Some guiding questions to ask when your student is still in high school.
1. What careers interest your child?
2. What are your expectations for your child's future career choices?
3. How do they feel about school?
4. What supports have been given to get your child through high school and will these continue?
5. What concerns do you have that may impact your child's success in College?
Since a masters degree is the new undergraduate degree, there are some additional considerations that must be made as you support your child's 4-6 year higher learning track.
1. Do you plan to pay for college or whatever higher education is necessary to support your child's career ambitions?
2. How does your child's personality, values, and skills match his/her long term goals for employment, income and standard of living?
3. What is the chance that college will not work out and your investment in their higher learning is wasted?

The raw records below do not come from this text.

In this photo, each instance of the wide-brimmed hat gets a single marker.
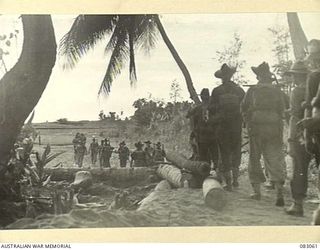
(298, 67)
(139, 144)
(205, 92)
(225, 70)
(313, 49)
(262, 70)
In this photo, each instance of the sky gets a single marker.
(73, 94)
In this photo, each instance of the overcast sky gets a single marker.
(73, 94)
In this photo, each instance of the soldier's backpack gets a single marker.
(265, 101)
(229, 104)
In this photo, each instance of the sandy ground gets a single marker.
(176, 207)
(181, 207)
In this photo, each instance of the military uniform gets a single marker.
(225, 110)
(123, 155)
(94, 148)
(204, 131)
(263, 109)
(107, 151)
(159, 154)
(81, 151)
(301, 157)
(139, 158)
(100, 154)
(149, 153)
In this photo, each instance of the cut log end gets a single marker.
(214, 195)
(216, 199)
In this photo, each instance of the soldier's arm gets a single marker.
(245, 104)
(213, 102)
(132, 159)
(294, 116)
(311, 91)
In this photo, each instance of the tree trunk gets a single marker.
(22, 87)
(116, 174)
(298, 37)
(182, 66)
(177, 178)
(214, 195)
(172, 174)
(147, 202)
(198, 168)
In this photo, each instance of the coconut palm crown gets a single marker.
(126, 34)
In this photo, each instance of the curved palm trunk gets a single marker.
(22, 87)
(182, 66)
(298, 37)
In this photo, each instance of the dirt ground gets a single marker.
(176, 207)
(181, 207)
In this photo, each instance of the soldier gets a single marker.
(93, 150)
(100, 152)
(263, 109)
(81, 151)
(149, 152)
(300, 157)
(204, 131)
(107, 153)
(75, 142)
(138, 157)
(225, 112)
(159, 154)
(311, 121)
(124, 153)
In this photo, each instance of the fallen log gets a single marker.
(178, 178)
(214, 195)
(199, 168)
(173, 175)
(117, 174)
(146, 203)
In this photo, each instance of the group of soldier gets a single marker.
(140, 157)
(217, 124)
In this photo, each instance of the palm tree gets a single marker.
(127, 32)
(298, 37)
(22, 86)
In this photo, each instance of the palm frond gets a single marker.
(31, 118)
(83, 36)
(116, 63)
(147, 32)
(132, 63)
(52, 157)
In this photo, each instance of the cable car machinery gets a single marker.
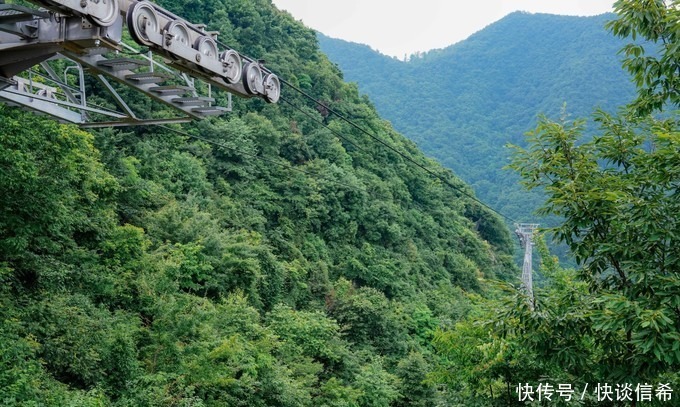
(90, 34)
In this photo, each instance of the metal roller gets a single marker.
(142, 19)
(272, 88)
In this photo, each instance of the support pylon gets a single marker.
(525, 232)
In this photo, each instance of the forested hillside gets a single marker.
(268, 263)
(463, 104)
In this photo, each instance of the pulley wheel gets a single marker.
(179, 32)
(207, 46)
(232, 65)
(142, 19)
(111, 13)
(272, 88)
(252, 78)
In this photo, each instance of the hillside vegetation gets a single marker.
(268, 263)
(464, 103)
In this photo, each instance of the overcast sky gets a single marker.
(399, 27)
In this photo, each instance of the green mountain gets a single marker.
(255, 259)
(463, 104)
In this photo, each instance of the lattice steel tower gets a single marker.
(525, 232)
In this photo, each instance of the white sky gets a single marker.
(400, 27)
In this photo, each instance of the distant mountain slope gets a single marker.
(462, 104)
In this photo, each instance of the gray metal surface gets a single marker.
(89, 33)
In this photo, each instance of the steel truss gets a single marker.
(86, 36)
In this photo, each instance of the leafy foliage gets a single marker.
(464, 103)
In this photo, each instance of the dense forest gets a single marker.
(464, 103)
(281, 256)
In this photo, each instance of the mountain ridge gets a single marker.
(461, 106)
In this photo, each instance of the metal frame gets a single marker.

Manage the risk of your college investment
If you look at college as an investment then you should also manage the risk of that investment.
1. Start taking college courses before high school ends. Don't wait to see how your child will handle the independence, course work, and other factors that can impact a successful investment. Senior year can be a wasted year for many high school student. It is seen as a time to sit back and wait to receive college acceptances or rejections.
2. Have a clear investment plan. Every college credit has a cost associated with it. Investigate all the credit options per career and then decide what makes the most sense. Don't be a fool and just throw your money into the college market without weighing the cost/credit options in relation to the career path. Furthermore, since most degrees require a masters (or two), there is a need to consider the long term financial investments in supporting your child's career plan.
3. Get your child involved as early as possible. If you are investing in their future then they should be accountable for the return on your investment. Many children go to college blind of the cost and parental commitments involved in such an experience. Given the overwhelming costs associated with such an investment, your young adult must be involved.